Effects of idarubicin, vorinostat, or VPA in HL60 and MOLT4 cell viability. Cell viability was studied using trypan blue assays. Numbers on the y-axis represent the total number of viable cells. (A-B) HL60 and MOLT4 cells were treated with increasing concentrations of idarubicin (ida; 0.5-20 nM) daily for 3 days. Subsequently, both cell lines were treated with increasing concentrations of (C-D) vorinostat (Vor; 0.3-3 μM) or (E-F) VPA (0.25-3 mM) both daily for 3 days. Bars indicate the standard deviation.

Figure 2.

Effects of vorinostat or VPA in combination with idarubicin on cell viability. Cell lines were treated with increasing doses of VPA (0.25-3 mM) or vorinostat (0.075-1 μM) concomitantly with idarubicin at 0.5 nM in MOLT4 or 1.5 nM in HL60 cells daily for 3 days. Numbers on the y-axis represent the percentage of viable cells. (A) MOLT4 cells. (B) HL60 cells. IDA indicates idarubicin; VPA, valproic acid; and Vor, vorinostat. Error bars indicate standard deviation.

Figure 3.

Induction of apoptosis. The percentage of apoptotic cells was determined using annexin V flow cytometry assays. Cell lines were treated with increasing doses of VPA (0.25-3 mM) or vorinostat (0.075-1 μM) in combination with idarubicin at 0.5 nM in MOLT4 or 1.5 nM in HL60 cells daily for 3 days. Numbers on the y-axis represent percentage of apoptotic cells. (A) MOLT4 cells. (B) HL60 cells. IDA indicates idarubicin; VPA, valproic acid; and Vor, vorinostat (suberoylanilide hydroxamic acid). Error bars indicate standard deviation.

Figure 4.

Effect of the sequence on cell viability and apoptosis. MOLT4 cells were treated with vorinostat at 0.3 μM and idarubicin at 0.5 nM concomitantly or IDA was added 4 hours before vorinostat (Vor) (IDA, A; vorinostat, B) or after vorinostat (IDA, B; vorinostat, A) daily for 3 days. (A) Numbers on the y-axis represent the number of viable cells. (B) Numbers on the y-axis represent the percentage of apoptotic cells.
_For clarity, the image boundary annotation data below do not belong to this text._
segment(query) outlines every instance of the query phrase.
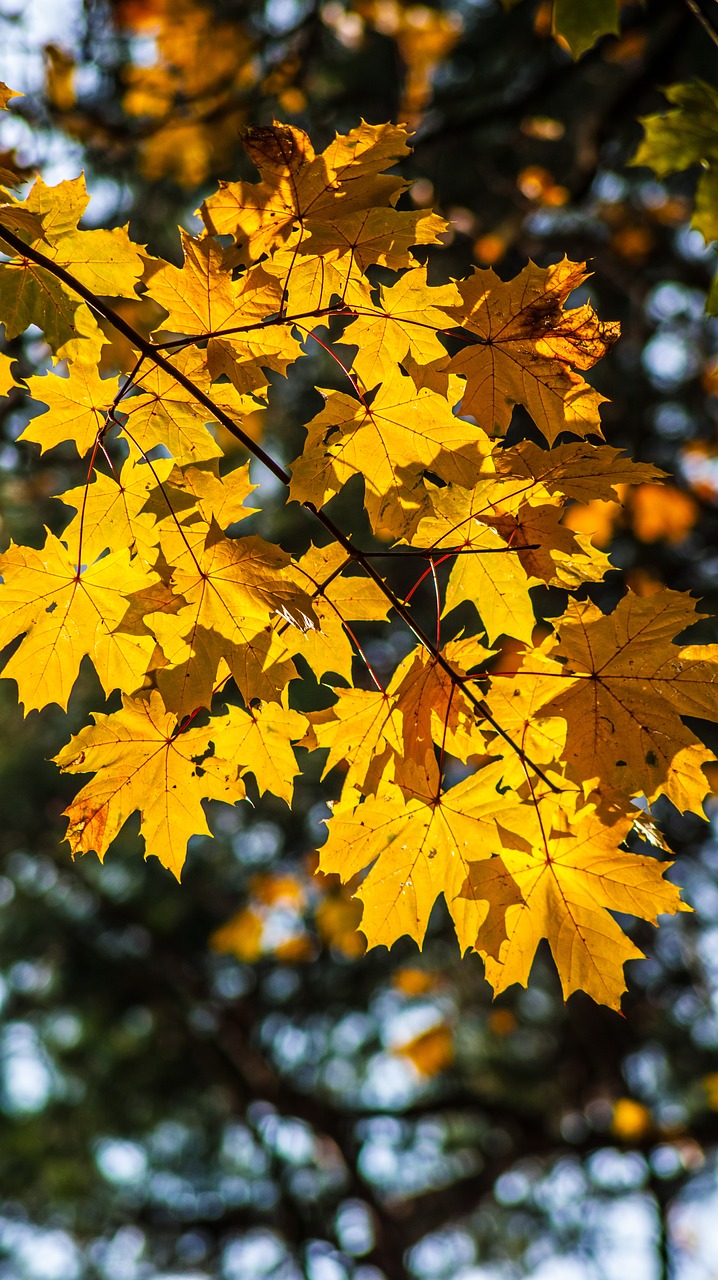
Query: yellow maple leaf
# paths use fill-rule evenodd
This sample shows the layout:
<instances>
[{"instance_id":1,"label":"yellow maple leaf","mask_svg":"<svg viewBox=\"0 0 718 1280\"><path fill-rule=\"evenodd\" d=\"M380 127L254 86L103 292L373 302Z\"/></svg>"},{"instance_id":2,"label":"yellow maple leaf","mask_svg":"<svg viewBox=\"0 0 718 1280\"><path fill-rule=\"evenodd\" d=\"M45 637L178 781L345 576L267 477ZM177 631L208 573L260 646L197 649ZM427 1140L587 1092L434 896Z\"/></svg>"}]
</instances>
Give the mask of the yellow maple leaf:
<instances>
[{"instance_id":1,"label":"yellow maple leaf","mask_svg":"<svg viewBox=\"0 0 718 1280\"><path fill-rule=\"evenodd\" d=\"M634 462L621 449L608 444L589 444L575 440L553 449L540 449L532 440L522 440L494 456L497 479L507 488L516 489L516 480L526 479L530 488L525 497L530 500L531 488L540 484L549 494L559 493L576 502L616 502L617 490L626 484L650 484L664 472L650 462ZM655 489L660 494L660 489Z\"/></svg>"},{"instance_id":2,"label":"yellow maple leaf","mask_svg":"<svg viewBox=\"0 0 718 1280\"><path fill-rule=\"evenodd\" d=\"M102 552L127 547L145 564L154 566L160 530L156 516L146 507L160 486L166 492L172 471L170 458L156 458L150 465L131 447L116 480L96 471L91 484L65 489L60 500L77 511L61 534L70 554L91 564Z\"/></svg>"},{"instance_id":3,"label":"yellow maple leaf","mask_svg":"<svg viewBox=\"0 0 718 1280\"><path fill-rule=\"evenodd\" d=\"M202 800L234 804L244 796L228 717L178 733L177 717L152 691L148 699L123 698L122 710L93 719L55 756L65 773L95 774L65 809L73 855L95 851L102 859L140 810L145 856L155 854L179 879L189 837L211 835Z\"/></svg>"},{"instance_id":4,"label":"yellow maple leaf","mask_svg":"<svg viewBox=\"0 0 718 1280\"><path fill-rule=\"evenodd\" d=\"M291 125L252 127L243 141L262 180L220 183L200 214L210 232L234 236L247 261L301 241L328 218L393 204L406 186L401 178L381 174L408 154L403 125L362 122L338 136L321 156L307 134Z\"/></svg>"},{"instance_id":5,"label":"yellow maple leaf","mask_svg":"<svg viewBox=\"0 0 718 1280\"><path fill-rule=\"evenodd\" d=\"M40 236L26 232L26 238L29 243L42 243L51 262L65 268L96 293L132 298L145 270L142 256L125 228L77 229L88 198L82 177L56 187L47 187L37 178L20 207L41 219L42 232ZM50 270L18 255L0 266L0 306L8 338L36 324L50 347L58 351L73 338L81 300Z\"/></svg>"},{"instance_id":6,"label":"yellow maple leaf","mask_svg":"<svg viewBox=\"0 0 718 1280\"><path fill-rule=\"evenodd\" d=\"M715 716L718 648L680 648L674 636L696 614L683 593L628 593L613 613L572 603L557 623L557 692L541 714L568 724L564 759L586 790L621 796L667 795L703 814L713 759L682 717ZM531 669L531 659L525 663Z\"/></svg>"},{"instance_id":7,"label":"yellow maple leaf","mask_svg":"<svg viewBox=\"0 0 718 1280\"><path fill-rule=\"evenodd\" d=\"M303 716L278 703L262 703L247 710L229 708L227 740L232 736L233 758L242 776L253 773L260 795L270 791L292 804L299 769L291 744L303 736L306 727Z\"/></svg>"},{"instance_id":8,"label":"yellow maple leaf","mask_svg":"<svg viewBox=\"0 0 718 1280\"><path fill-rule=\"evenodd\" d=\"M411 527L412 481L419 490L421 472L431 470L443 480L471 485L484 448L484 434L457 419L442 396L427 387L417 392L411 378L394 370L371 401L328 394L293 463L291 494L321 507L348 480L362 476L374 529L402 536Z\"/></svg>"},{"instance_id":9,"label":"yellow maple leaf","mask_svg":"<svg viewBox=\"0 0 718 1280\"><path fill-rule=\"evenodd\" d=\"M27 389L33 401L47 406L47 411L33 417L19 439L40 444L41 453L73 440L82 457L108 424L118 380L100 378L96 361L74 360L68 378L55 374L28 378Z\"/></svg>"},{"instance_id":10,"label":"yellow maple leaf","mask_svg":"<svg viewBox=\"0 0 718 1280\"><path fill-rule=\"evenodd\" d=\"M461 296L456 284L430 287L426 268L404 271L390 288L380 288L380 306L369 306L356 287L344 289L344 302L358 311L347 328L344 340L356 343L353 369L365 387L376 387L390 376L397 361L411 352L420 365L445 355L438 330L447 326L443 307L457 306Z\"/></svg>"},{"instance_id":11,"label":"yellow maple leaf","mask_svg":"<svg viewBox=\"0 0 718 1280\"><path fill-rule=\"evenodd\" d=\"M26 712L68 699L84 657L105 694L132 692L145 678L154 650L150 635L123 634L128 598L157 581L131 562L125 548L78 570L63 543L47 534L45 547L14 544L0 557L0 646L24 640L3 675L18 684Z\"/></svg>"}]
</instances>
Error bars indicate standard deviation.

Figure 5.

Induction of histone H3 and H4 acetylation. HL60 cells were treated with (A) vorinostat (Vor) at increasing concentrations or (B) VPA. The effect on the sequence of IDA with vorinostat using concentrations of 1 μM of vorinostat and IDA at 1.5 nM administered concomitantly, or with IDA preceding vorinostat (IDA, A; vorinostat, A-B) or the reverse (IDA, B; vorinostat, A), were studied (C).

Figure 6.

H2AX phosphorylation. HL60 cells (A) and MOLT 4 cells (B) were treated for 8 hours with vorinostat (Vor) 2.5 μM or IDA 20 nM or the combination. H2AX phosphorylation was analyzed using immunohistochemistry in paraffin-embedded cell suspensions. Numbers at the top of each image represent the percentage of cells staining for γH2AX. Images were acquired using a Zeiss Axiovert S100 inverted microscope equipped with a 40×/0.65 objective lens (Zeiss, Thornwood, NY) and a Hamamatsu cooled CCD camera (Hamamatsu, Hamamatsu City, Japan) and were digitally stored with WebSlide Browser (Bacus Laboratory, Lombard, IL). Images were obtained using 100× magnification.

Figure 7.

DNA topoisomerase IIα gene expression and p21CIP1. The effect in HL60 cells of treatment for 3 days with vorinostat (Vor; 0.075-1 μM), VPA (0.25-3 mM), or IDA (1.5 nM) or the combination on p21CIP1 or DNA topoisomerase IIα mRNA expression was determined using real-time PCR assay. Numbers on the y-axis represent relative expression of delta CT. (A) p21CIP1. (B) DNA topoisomerase IIα. Error bars indicate standard deviation.